Mostri nell’ombra

“Il vecchio mondo sta morendo. Quello nuovo tarda a comparire. E in questo chiaroscuro nascono i mostri”. Antonio Gramsci

Questa frase è stata scritta nei “Quaderni del carcere” tra il 1929 e il 1935, dopo l’ascesa del fascismo in Italia e forse prima della presa del potere di Hitler in Germania. Dopo quasi un secolo è sempre attuale.
Per molti mesi non ho voluto interessarmi delle vicende portate alla luce dai documenti di Epstein, perché le trovavo rivoltanti. Non volevo capire, non osavo affacciarmi al baratro. La mente di un predatore sessuale e trafficante di bambine è così oscena e corrotta da essere insondabile per molti di noi. Non riusciamo a immaginare come un uomo, e addirittura una donna, possano compiere tali efferatezze su delle bambine, ed è per questo che riescono ad abusare segretamente delle loro vittime per tanto tempo.

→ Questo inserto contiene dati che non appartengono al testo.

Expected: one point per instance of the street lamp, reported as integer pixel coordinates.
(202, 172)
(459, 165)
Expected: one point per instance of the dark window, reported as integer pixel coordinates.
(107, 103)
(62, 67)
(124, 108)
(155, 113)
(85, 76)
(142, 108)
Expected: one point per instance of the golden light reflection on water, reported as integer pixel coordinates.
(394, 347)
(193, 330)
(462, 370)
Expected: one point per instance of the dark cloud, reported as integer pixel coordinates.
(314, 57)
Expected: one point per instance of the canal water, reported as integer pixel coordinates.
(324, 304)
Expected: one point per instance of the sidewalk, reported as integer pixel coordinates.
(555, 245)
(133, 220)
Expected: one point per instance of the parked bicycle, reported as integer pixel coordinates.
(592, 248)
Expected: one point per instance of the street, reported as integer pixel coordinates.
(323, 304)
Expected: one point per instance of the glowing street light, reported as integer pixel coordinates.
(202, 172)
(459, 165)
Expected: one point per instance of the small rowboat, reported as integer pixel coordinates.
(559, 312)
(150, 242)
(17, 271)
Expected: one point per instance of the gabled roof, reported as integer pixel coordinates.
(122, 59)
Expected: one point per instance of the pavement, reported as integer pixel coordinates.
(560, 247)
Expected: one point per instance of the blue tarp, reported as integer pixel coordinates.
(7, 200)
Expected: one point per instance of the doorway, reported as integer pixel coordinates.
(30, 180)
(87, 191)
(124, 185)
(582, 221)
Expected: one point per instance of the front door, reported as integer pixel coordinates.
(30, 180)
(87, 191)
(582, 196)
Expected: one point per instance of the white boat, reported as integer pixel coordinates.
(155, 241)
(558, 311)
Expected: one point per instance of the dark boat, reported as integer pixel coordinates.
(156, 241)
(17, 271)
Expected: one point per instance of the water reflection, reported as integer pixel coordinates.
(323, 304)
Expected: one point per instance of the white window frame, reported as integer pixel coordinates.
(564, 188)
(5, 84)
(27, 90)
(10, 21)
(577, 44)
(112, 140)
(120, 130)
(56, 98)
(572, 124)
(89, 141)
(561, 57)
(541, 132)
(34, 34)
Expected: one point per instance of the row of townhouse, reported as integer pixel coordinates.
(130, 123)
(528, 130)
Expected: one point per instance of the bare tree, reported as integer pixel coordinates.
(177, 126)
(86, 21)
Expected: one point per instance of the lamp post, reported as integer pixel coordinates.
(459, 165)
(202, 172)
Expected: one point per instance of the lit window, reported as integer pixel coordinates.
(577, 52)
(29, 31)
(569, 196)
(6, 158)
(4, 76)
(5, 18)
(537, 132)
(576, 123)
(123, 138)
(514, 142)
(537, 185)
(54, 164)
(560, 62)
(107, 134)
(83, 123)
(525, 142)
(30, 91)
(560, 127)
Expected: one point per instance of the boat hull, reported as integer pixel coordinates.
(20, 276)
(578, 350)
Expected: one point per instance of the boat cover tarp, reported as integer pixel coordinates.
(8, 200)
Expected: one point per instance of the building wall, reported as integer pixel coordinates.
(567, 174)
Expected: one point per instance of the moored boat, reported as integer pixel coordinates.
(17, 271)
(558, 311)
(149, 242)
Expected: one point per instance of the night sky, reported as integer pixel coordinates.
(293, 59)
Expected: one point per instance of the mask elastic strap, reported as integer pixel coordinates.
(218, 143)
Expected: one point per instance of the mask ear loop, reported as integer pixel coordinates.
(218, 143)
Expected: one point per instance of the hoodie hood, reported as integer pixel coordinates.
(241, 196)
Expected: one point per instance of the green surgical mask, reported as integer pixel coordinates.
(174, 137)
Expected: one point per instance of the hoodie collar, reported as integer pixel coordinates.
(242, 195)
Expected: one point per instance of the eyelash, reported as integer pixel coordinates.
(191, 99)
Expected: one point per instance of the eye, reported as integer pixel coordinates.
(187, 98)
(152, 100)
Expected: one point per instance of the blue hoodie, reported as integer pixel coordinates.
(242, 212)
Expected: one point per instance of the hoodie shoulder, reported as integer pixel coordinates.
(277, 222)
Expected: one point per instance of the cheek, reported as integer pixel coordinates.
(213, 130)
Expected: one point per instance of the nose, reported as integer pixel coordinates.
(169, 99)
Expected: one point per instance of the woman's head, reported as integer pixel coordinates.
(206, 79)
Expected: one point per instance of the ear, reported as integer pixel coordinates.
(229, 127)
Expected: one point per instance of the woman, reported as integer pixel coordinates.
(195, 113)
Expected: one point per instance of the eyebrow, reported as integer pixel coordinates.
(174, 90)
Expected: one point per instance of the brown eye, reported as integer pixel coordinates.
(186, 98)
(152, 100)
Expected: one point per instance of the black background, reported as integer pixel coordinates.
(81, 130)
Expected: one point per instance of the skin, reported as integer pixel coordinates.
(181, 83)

Altrettanto oscena è la connivenza dei potenti, di chi sapeva ma ha coperto i criminali per proprio tornaconto, per avanzamento di carriera, o paura di ritorsioni. L’FBI parlò per ben quattro volte con una donna che aveva, in modo convincente, accusato il Presidente di averla stuprata quando era minorenne. Le sue interviste, presenti nei file di Epstein, sono state rimosse dal sito del Ministero di Giustizia americano, secondo il reporter del “Daily Beast” Roger Sollenberg.

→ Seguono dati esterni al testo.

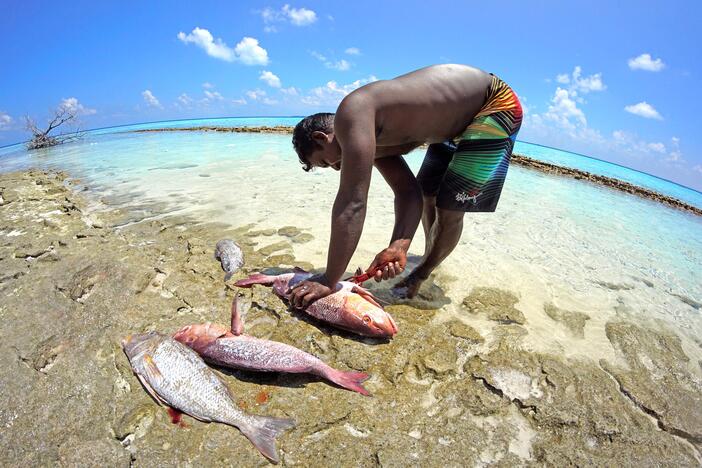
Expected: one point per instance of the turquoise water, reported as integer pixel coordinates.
(552, 240)
(542, 153)
(599, 167)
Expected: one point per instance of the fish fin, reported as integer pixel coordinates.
(348, 380)
(367, 295)
(237, 321)
(262, 434)
(256, 278)
(150, 390)
(151, 368)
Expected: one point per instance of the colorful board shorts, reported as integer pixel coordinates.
(468, 176)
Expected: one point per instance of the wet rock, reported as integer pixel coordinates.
(303, 238)
(280, 260)
(496, 304)
(658, 380)
(289, 231)
(441, 394)
(573, 321)
(269, 249)
(461, 330)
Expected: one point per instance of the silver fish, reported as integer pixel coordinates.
(230, 256)
(231, 348)
(350, 307)
(177, 377)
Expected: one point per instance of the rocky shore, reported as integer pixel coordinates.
(519, 159)
(73, 283)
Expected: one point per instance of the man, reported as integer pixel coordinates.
(469, 117)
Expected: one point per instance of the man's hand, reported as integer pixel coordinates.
(306, 292)
(395, 259)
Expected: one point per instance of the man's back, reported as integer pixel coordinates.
(430, 105)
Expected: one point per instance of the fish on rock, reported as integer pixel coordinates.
(231, 348)
(349, 307)
(230, 256)
(176, 376)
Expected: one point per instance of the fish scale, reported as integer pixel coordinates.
(177, 376)
(349, 307)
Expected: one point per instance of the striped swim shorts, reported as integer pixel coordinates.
(469, 175)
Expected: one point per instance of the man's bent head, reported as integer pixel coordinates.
(309, 136)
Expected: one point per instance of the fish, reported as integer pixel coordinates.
(349, 307)
(176, 376)
(231, 348)
(230, 256)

Sono stati invece rilasciati a bella posta documenti che potrebbero danneggiare il partito democratico (foto di Bill Clinton, email di Larry Sommers). I senatori e deputati alla quasi unanimità avevano votato la Legge di Trasparenza che ha obbligato il Presidente a firmare il rilascio di tutti i file, ma la ministra Pam Bondi ha esposto solo i nomi delle vittime, mentre quelli dei loro carnefici sono oscurati. Parlamentari bi-partisan sono riusciti a scoprire nomi di alcuni implicati nel Ring, l’anello di predatori e trafficanti di bambine che ha coinvolto mezzo mondo. I paesi che hanno aperto indagini su questo abisso sono: Francia, Turchia, Gran Bretagna, Polonia, Lituania, Norvegia, Lettonia, Australia, Macedonia, Svezia. Una rete globale. Un crimine contro l’umanità, il più abietto. Secondo l’ONU, furono trafficate e violate almeno 1.200 vittime.

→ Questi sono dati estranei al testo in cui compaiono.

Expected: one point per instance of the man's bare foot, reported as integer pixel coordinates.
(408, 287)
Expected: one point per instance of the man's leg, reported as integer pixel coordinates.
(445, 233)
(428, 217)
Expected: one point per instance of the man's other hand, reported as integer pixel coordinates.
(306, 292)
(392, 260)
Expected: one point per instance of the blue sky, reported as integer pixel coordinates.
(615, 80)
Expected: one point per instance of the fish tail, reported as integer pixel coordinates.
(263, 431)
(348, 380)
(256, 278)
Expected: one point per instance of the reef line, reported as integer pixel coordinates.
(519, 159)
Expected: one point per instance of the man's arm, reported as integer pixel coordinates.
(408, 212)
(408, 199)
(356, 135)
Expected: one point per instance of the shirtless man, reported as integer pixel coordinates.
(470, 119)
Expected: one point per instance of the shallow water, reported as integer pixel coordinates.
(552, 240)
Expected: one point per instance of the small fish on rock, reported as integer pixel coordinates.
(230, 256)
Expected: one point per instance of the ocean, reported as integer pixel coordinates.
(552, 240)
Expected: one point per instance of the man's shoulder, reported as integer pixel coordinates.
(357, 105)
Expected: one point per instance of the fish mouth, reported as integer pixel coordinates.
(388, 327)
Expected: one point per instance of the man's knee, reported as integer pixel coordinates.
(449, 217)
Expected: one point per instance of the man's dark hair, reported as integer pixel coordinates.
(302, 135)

Quasi nulla è stato svelato sugli uomini, ricchissimi e potenti, che facevano base a New York, a Palm Beach, a Zorro Ranch in New Mexico, alle Isole Vergini. Nessuno osa far nomi per non essere accusato di diffamazione dal Ministero di Giustizia americano, che non ha aperto alcuna indagine, anzi, sembra coprire e insabbiare, perché vari personaggi coinvolti nei documenti Epstein fanno parte dell’amministrazione Trump, del suo stesso Gabinetto, che resta unito intorno alla paura di essere esposti come incompetenti, corrotti e forse compagni di merende dell’Innominato.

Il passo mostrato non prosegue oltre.